The first day after implantation, a special kind of white blood cell is rapidly recruited to the uterus and activated: “Tregs.” These white blood cells are regulatory immune cells, which allow the embryo to not be rejected by the maternal immune system, despite being genetically different from her due to the paternal genes present in the embryo. This mechanism has been deeply studied in detail by multiple scientists around the globe.

Not only do these cells protect the fetus during pregnancy, but the uterus also cyclically prepares itself for pregnancy, accumulating these protective cells each month following the hormonal changes associated with the female period. Even more, these regulatory cells are temporarily recruited to the uterus after intercourse, just in case it could lead to pregnancy.

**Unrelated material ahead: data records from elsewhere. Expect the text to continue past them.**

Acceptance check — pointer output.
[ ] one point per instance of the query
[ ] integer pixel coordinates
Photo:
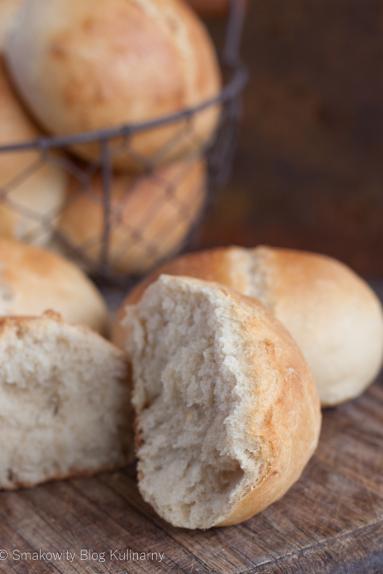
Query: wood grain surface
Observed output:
(331, 521)
(309, 174)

We can also consider cases when patients need an organ transplant; a medical intervention is necessary to suppress the immune system so the received organ is not rejected. This highlights that no medical intervention is needed on the woman’s immune system to produce maternal-fetal tolerance, because the embryo is not a “strange organ,” but someone whom the mother’s body is prepared to receive.

To summarize, completely different from what happens during a parasitic infection, during pregnancy the human immune system mounts a complex mechanism that prepares the uterus under hormonal control, ensures the maintenance of immune tolerance to the fetus, and allows “vascularization to guarantee a steady supply of nutrients and oxygen to the fetus for proper growth and development” (Ruocco, 2014).